United States District Court, E.D. Virginia, Richmond Division

December 9, 2019

TROY TERRELL HENRY, Petitioner,
v.
VIRGINIA DEP'T OF CORRECTIONS, Respondent.

          MEMORANDUM OPINION (GRANTING MOTION TO AMEND AND DISMISSING REMAINING CLAIMS)

          HENRY E. HUDSON, JUDGE

         Troy Terrell Henry, a federal inmate proceeding pro se, brings this petition pursuant to 28 U.S.C. § 2254 ("§ 2254 Petition," ECF No. 1). In his § 2254 Petition, Henry challenges his convictions in the Circuit Court for the City of Alexandria, Virginia ("Circuit Court") of racketeering, enticing a prostitute, and receiving money or earnings of a prostitute. (See ECF No. 15-2, at 3.) By Memorandum Opinion and Order entered on February 23, 2018, the Court granted Respondent's Motion to Dismiss in part, dismissed Henry's six original claims, and directed Henry to file a motion to amend his § 2254 Petition to include any facts supporting Claims Seven through Nine. (ECF Nos. 28, 29.) Thereafter, on March 19, 2018, Henry filed an "Amended Motion Pursuant to 28 U.S.C. [§] 2254" ("Motion to Amend," ECF No. 31). In his Motion to Amend, Henry seeks leave of Court to add the following claims for relief:[1]

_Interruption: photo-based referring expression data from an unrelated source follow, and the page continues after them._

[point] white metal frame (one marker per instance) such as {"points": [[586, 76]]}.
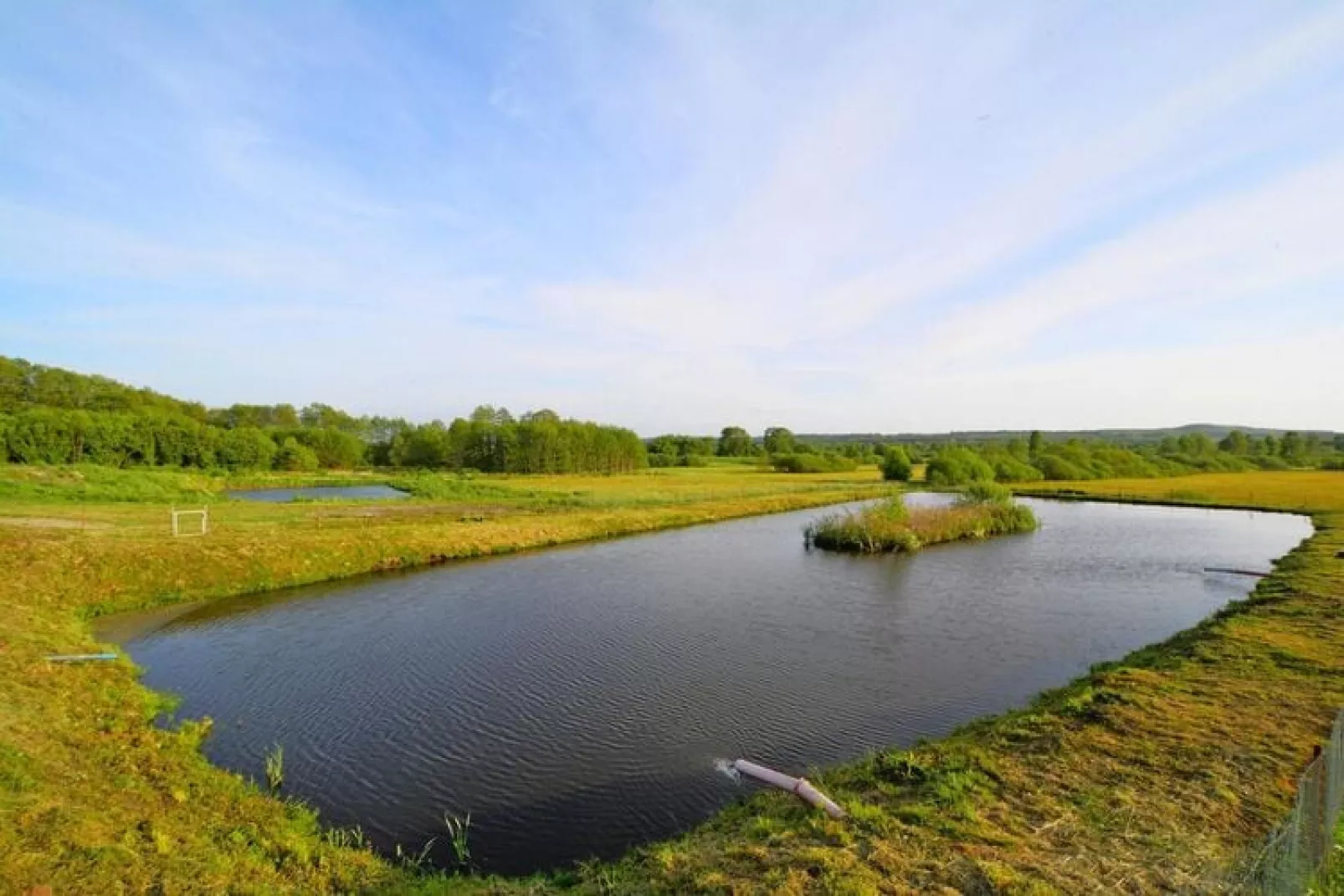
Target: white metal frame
{"points": [[204, 521]]}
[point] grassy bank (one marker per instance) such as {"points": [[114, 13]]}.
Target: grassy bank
{"points": [[1151, 774], [95, 798], [890, 527]]}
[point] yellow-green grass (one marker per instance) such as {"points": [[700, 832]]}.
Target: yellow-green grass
{"points": [[95, 798], [1300, 490], [1152, 774]]}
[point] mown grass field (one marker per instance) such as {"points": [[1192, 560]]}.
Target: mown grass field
{"points": [[1151, 774]]}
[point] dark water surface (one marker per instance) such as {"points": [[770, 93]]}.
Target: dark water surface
{"points": [[346, 492], [576, 700]]}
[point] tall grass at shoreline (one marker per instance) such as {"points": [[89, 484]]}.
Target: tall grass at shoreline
{"points": [[890, 527]]}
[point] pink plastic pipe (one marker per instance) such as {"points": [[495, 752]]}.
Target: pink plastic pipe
{"points": [[798, 786]]}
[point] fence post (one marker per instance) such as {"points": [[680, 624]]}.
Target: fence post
{"points": [[1323, 821]]}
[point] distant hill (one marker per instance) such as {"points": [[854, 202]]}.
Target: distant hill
{"points": [[1124, 437]]}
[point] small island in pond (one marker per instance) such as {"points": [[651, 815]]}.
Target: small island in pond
{"points": [[890, 527]]}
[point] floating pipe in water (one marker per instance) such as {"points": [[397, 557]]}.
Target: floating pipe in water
{"points": [[1253, 572], [798, 786]]}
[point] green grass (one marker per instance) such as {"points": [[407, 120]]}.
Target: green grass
{"points": [[889, 527], [1152, 774]]}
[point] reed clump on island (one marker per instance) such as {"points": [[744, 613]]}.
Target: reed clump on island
{"points": [[890, 527]]}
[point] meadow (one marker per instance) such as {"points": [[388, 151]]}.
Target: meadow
{"points": [[1149, 774]]}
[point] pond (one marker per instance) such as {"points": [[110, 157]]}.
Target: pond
{"points": [[574, 701], [321, 492]]}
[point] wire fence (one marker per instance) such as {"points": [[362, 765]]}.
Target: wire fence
{"points": [[1299, 851]]}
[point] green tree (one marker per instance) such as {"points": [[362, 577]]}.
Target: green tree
{"points": [[778, 439], [1290, 448], [895, 463], [734, 443], [295, 457], [1235, 443]]}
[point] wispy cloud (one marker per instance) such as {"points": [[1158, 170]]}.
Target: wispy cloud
{"points": [[859, 217]]}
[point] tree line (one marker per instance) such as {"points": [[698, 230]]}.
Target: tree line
{"points": [[49, 415], [1037, 458]]}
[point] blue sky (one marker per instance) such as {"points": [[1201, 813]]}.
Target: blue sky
{"points": [[845, 217]]}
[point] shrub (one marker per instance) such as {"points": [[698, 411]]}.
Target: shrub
{"points": [[296, 457], [895, 465], [958, 465]]}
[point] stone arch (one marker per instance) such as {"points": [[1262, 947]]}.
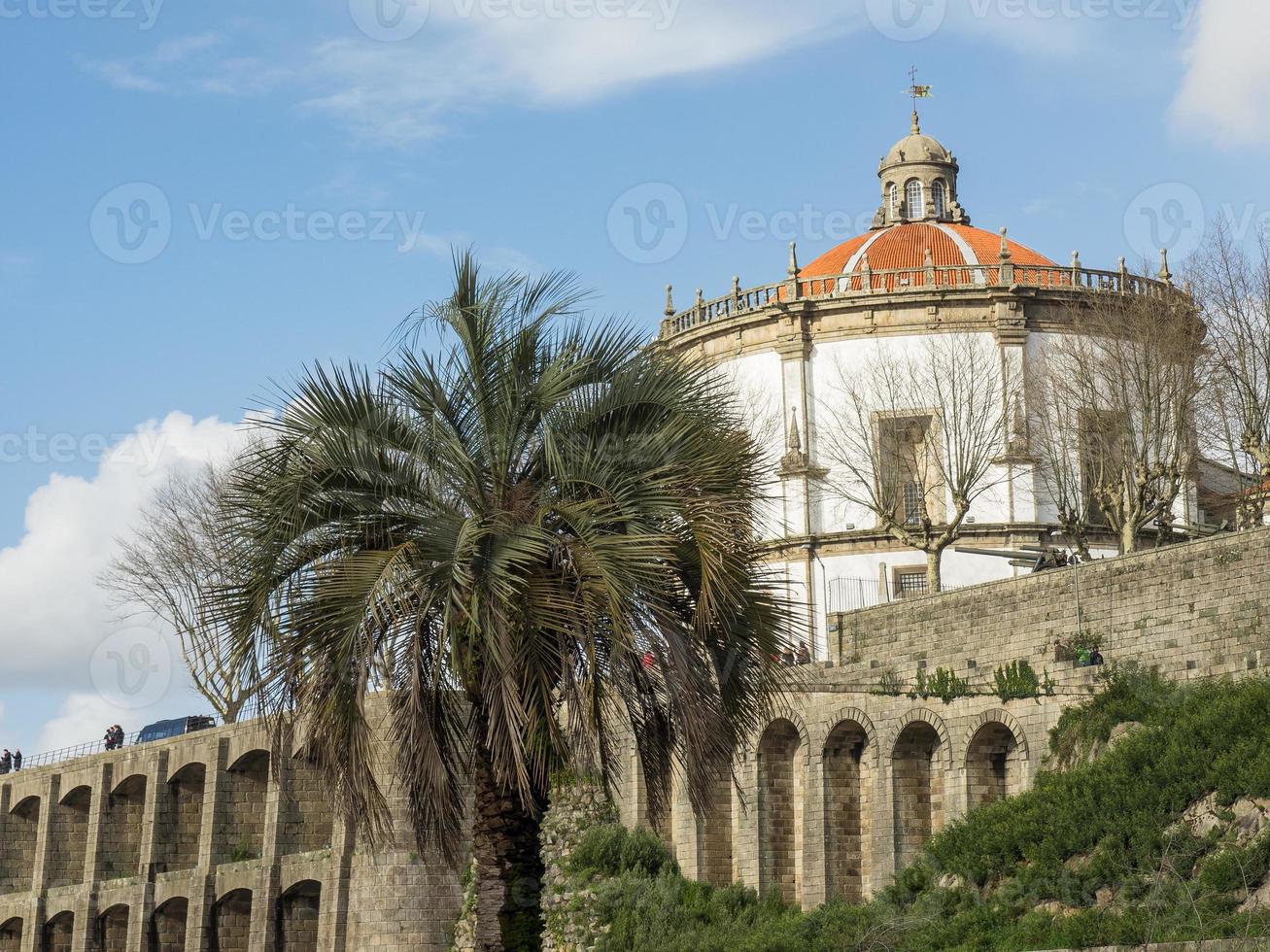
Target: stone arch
{"points": [[67, 836], [181, 818], [58, 932], [305, 814], [11, 935], [919, 762], [168, 924], [847, 765], [298, 910], [996, 758], [19, 832], [231, 922], [714, 833], [781, 777], [240, 814], [111, 932], [124, 815]]}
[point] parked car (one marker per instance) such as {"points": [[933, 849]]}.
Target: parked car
{"points": [[174, 728]]}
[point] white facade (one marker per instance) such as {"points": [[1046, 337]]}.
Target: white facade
{"points": [[793, 348]]}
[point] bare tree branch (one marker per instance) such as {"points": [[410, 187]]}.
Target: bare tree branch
{"points": [[176, 558]]}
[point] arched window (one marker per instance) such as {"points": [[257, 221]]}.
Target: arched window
{"points": [[914, 199], [939, 195]]}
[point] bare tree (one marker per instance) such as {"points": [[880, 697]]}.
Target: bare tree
{"points": [[1233, 293], [1054, 442], [913, 437], [177, 556], [1113, 413]]}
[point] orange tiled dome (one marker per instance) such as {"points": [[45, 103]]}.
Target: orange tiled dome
{"points": [[906, 245]]}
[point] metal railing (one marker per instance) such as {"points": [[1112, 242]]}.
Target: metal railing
{"points": [[129, 740], [852, 595], [902, 280]]}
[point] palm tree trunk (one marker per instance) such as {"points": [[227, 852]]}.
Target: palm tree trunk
{"points": [[505, 864]]}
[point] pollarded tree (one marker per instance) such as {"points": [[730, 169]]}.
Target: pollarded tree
{"points": [[1114, 412], [172, 565], [540, 532], [1233, 292], [914, 435]]}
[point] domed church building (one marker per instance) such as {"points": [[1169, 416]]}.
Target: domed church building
{"points": [[921, 309]]}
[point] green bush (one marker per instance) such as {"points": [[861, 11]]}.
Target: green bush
{"points": [[1112, 823], [1018, 681], [943, 684], [611, 849], [1129, 692]]}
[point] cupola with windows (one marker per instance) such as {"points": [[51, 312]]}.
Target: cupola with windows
{"points": [[918, 183]]}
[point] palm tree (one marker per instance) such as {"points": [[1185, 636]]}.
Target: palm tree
{"points": [[534, 539]]}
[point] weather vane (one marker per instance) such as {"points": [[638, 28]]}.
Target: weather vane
{"points": [[916, 91]]}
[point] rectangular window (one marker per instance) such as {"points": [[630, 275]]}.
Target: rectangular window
{"points": [[912, 503], [910, 583], [907, 471]]}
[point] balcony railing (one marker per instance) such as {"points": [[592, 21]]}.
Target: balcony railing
{"points": [[1002, 274]]}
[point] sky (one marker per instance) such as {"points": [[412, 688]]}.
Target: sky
{"points": [[198, 199]]}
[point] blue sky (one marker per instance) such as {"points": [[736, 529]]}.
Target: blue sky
{"points": [[185, 136]]}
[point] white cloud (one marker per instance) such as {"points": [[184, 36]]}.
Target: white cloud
{"points": [[66, 633], [397, 91], [1225, 90], [86, 716]]}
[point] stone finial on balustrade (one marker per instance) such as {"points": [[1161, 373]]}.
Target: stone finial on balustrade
{"points": [[1008, 265], [794, 270]]}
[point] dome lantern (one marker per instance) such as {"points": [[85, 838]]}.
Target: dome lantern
{"points": [[918, 182]]}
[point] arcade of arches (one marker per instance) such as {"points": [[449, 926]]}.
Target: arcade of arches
{"points": [[837, 806]]}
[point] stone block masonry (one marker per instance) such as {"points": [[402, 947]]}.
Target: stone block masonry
{"points": [[219, 840], [843, 785]]}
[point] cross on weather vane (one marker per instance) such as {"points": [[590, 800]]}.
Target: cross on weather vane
{"points": [[916, 91]]}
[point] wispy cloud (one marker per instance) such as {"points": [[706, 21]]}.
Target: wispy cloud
{"points": [[1225, 91], [156, 71]]}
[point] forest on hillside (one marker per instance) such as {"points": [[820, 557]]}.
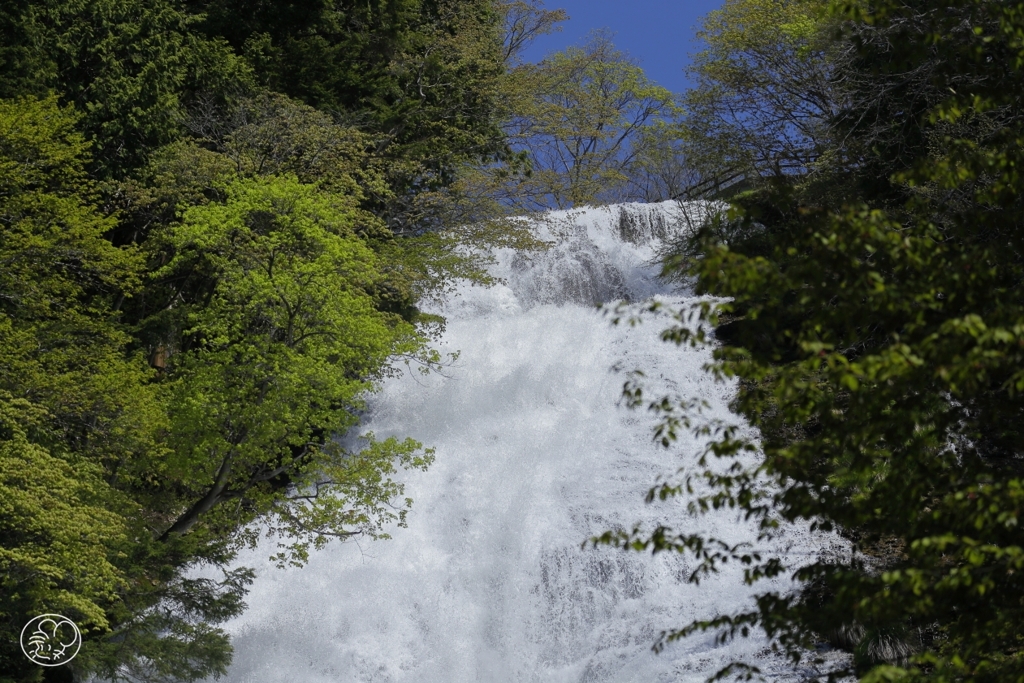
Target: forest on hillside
{"points": [[219, 220]]}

Claim Seven: "Trial counsel provided ineffective assistance by allowing the Commonwealth's Attorney to vouch for a cooperating witness in the closing argument thereby infringing upon a fair trial under the Sixth Amendment." (Mot. Amend 9.)
Claim Eight: "Counselor Mize provided ineffective assistance of counsel by failing to object to the Court's erroneous jury instruction on the conduct element of the RICO offense." (Id. at 14.)
Claim Nine: (a) "[The] Commonwealth violated [Henry's] Fifth [and] Fourteenth Amendment due process right[s] by violating the trial court['s] sequester order;" (id. at 20) and, (b) "Counselor Mize provided ineffective assistance by dropping the ball on being more alert of this violation [of the Circuit Court's ruling regarding the sequestration of the witnesses]." (Id. at 22-23.)

         Respondent filed a Response in Opposition ("Response"), arguing, inter alia, that Henry's additional claims are procedurally defaulted and barred from review here and, in the alternative, that they lack merit. (ECF No. 38.) For the reasons set forth below, Henry's Motion to Amend will be granted. Claims Seven, Eight, and Nine (a) and (b) .will be dismissed.

         I. PROCEDURAL HISTORY

         Following a jury trial in the Circuit Court, Henry was convicted of racketeering, enticing a prostitute, and receiving money or earnings of a prostitute. (ECF No. 15-1, at 1-2.) The Circuit Court sentenced Henry to a total of 27 years of imprisonment, with an additional three years suspended. (ECF No. 15-2, at 1-4.) Henry appealed.

         On November 14, 2014, the Court of Appeals of Virginia denied Henry's petition for appeal. (ECF No. 15-3, at 1.) A three-judge panel of the Court of Appeals of Virginia also denied Henry's petition for appeal. (ECF No. 15-4, at 1.) The Supreme Court of Virginia refused Henry's petition for appeal on January 19, 2016. (ECF No. 15-5, atl.)

         On January 4, 2017, the Court received Henry's § 2254 Petition, which included six claims for relief. (§ 2254 Pet. 5-13.) Thereafter, on June 14, 2017, Henry submitted, a petition for writ of habeas corpus to the Circuit Court raising three additional habeas claims that were not presented in his original § 2254 Petition. (See ECF No. 17, at 3.)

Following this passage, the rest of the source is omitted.